- Born: 1919
- Disappeared: 1954 (aged 35) Italian Alps
- Died: 1954 (aged 34–35) Italian Alps
- Body discovered: 2005
- Known for: Disappearance and being found underneath a receded glacier in the Italian Alps in 2005

= Death of Henri Le Masne =

1954 death in the Alps

Henri Le Masne was a French man who went missing on March 26, 1954, while he was skiing during a storm in the Italian Alps. His body was found in 2005, after a glacier had receded.

==Disappearance==
Le Manse was an avid skier and hiker who on his birthday, went on a ski trip on March 26, 1954 and disappeared after a storm had taken place.

==Discovery of body==
On July 22, 2005, the remains of a skier were found at 3,100 meters elevation on a glacier in Valtournenche, Cime Bianche by the authorities. In 2017, the remains were analyzed. Tests showed they were from a man around 30 years old, about 1.65 meters tall.
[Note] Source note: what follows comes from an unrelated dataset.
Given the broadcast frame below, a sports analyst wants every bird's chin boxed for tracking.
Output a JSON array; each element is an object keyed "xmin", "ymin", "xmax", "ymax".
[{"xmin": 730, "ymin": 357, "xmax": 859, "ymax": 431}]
Inspection of this clothing and personal items indicated he had died no earlier than winter 1950, come from a wealthy background, and was likely of French origin.

In 2018, a French woman named Emma Nassem came forward, believing the man to be her missing uncle, Henri Le Masne, who disappeared on the Matterhorn during a storm on his birthday in 1954. Subsequent DNA tests confirmed the remains to be his. Le Masne was a resident of Paris who worked in the finance ministry, described as "quite independent".

==Aftermath==
The story has appeared on many news channels which featured his remains and his items that were found with him when he was discovered.